As ${\mathrm{NH}}_3(g)$ is decomposed into nitrogen gas and hydrogen gas at constant pressure and temperature, the volume of the product gases collected is twice the volume of ${\mathrm{NH}}_3$ reacted. Explain. As ${\mathrm{NH}}_3(g)$ is decomposed into nitrogen gas and hydrogen gas at constant volume and temperature, the total pressure increases by some factor. Why the increase in pressure and by what factor does the total pressure increase when reactants are completely converted into products? How do the partial pressures of the product gases compare to each other and to the initial pressure of ${\mathrm{NH}}_3$ ?

Short answer

In the decomposition of ammonia ($N{H}_3$) into nitrogen gas ($N_2$) and hydrogen gas ($H_2$), the volume of product gases is twice the volume of ammonia at constant pressure and temperature because the total number of moles of gas doubles. At constant volume and temperature, the total pressure increases because the number of moles of gas in the system also doubles, resulting in a factor by which the total pressure doubles. The final partial pressure of nitrogen gas is half the initial pressure of ammonia, while the final partial pressure of hydrogen gas is 1.5 times the initial pressure of ammonia.

Step-by-step solution

Write down the balanced chemical equation for the decomposition of ammonia

We need to write the balanced chemical equation for the decomposition of ammonia ($N{H}_3$) into nitrogen gas ($N_2$) and hydrogen gas ($H_2$). The balanced equation is: $$2N{H}_3(g)\to N_2(g)+3H_2(g)$$

Explain the change in volume at constant pressure and temperature

According to the balanced chemical equation, two moles of ammonia produce one mole of nitrogen gas and three moles of hydrogen gas, resulting in a total of four moles of product gases for every two moles of ammonia. Since the volume of a gas is proportional to its number of moles at constant pressure and temperature, the volume of the product gases (__$N_2$ + 3_$H_2$__) is twice the volume of the ammonia reacted for every two moles of ammonia (one mole of nitrogen and three moles of hydrogen are produced - four moles in total).
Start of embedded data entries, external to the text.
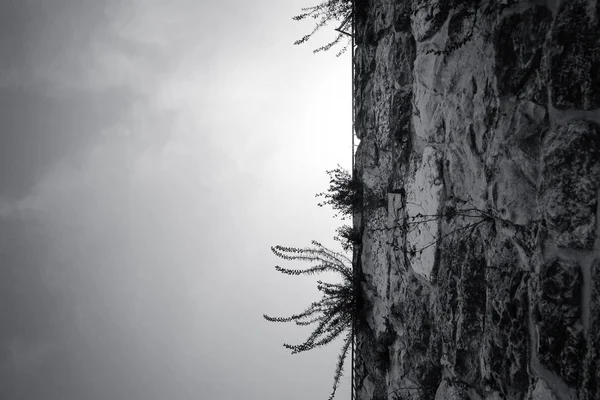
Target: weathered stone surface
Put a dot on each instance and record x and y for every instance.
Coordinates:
(505, 126)
(542, 391)
(590, 387)
(570, 182)
(423, 199)
(428, 17)
(558, 319)
(574, 54)
(505, 350)
(518, 43)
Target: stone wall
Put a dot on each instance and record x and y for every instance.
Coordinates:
(479, 128)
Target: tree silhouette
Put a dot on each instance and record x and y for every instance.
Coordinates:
(324, 13)
(334, 314)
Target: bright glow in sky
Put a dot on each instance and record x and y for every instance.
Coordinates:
(152, 152)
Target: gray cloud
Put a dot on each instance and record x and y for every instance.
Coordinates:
(152, 153)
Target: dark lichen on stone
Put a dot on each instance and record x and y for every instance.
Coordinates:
(558, 301)
(574, 56)
(569, 183)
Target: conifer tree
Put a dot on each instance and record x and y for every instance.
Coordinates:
(334, 314)
(339, 11)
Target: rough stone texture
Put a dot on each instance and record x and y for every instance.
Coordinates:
(570, 182)
(574, 53)
(558, 319)
(479, 128)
Explain the increase in pressure at constant volume and temperature

At constant volume and temperature, the increase in the number of moles of gas will lead to an increase in pressure. For this reaction, two moles of ammonia are converted into four moles of product gases. Therefore, the total number of moles of gas in the system doubles, resulting in an increase in pressure.

Calculate the factor by which the total pressure increases

At constant volume and temperature, the pressure of a gas is directly proportional to the number of moles. As two moles of ammonia are converted into four moles of product gases, the total pressure doubles when the reactants are completely converted into products.

Compare the partial pressures of the product gases and the initial pressure of ammonia

According to Dalton's law of partial pressures, the total pressure is the sum of the partial pressures of all gases present in the system. Since the total pressure doubles, we can deduce the partial pressures of the product gases as follows: 1. Initial pressure of ammonia: $P_{N{H}_3}^{initial}=P$ 2. Final pressure of nitrogen gas: Since one mole of nitrogen gas is produced for every two moles of ammonia, the partial pressure of nitrogen gas will be: $P_{N_2}^{final}=\frac{1}{4}\times 2P=\frac{1}{2}P$ 3. Final pressure of hydrogen gas: Since three moles of hydrogen gas are produced for every two moles of ammonia, the partial pressure of hydrogen gas will be: $P_{H_2}^{final}=\frac{3}{4}\times 2P=\frac{3}{2}P$ Thus, the final partial pressure of nitrogen gas is half the initial pressure of ammonia, while the final partial pressure of hydrogen gas is 1.5 times the initial pressure of ammonia.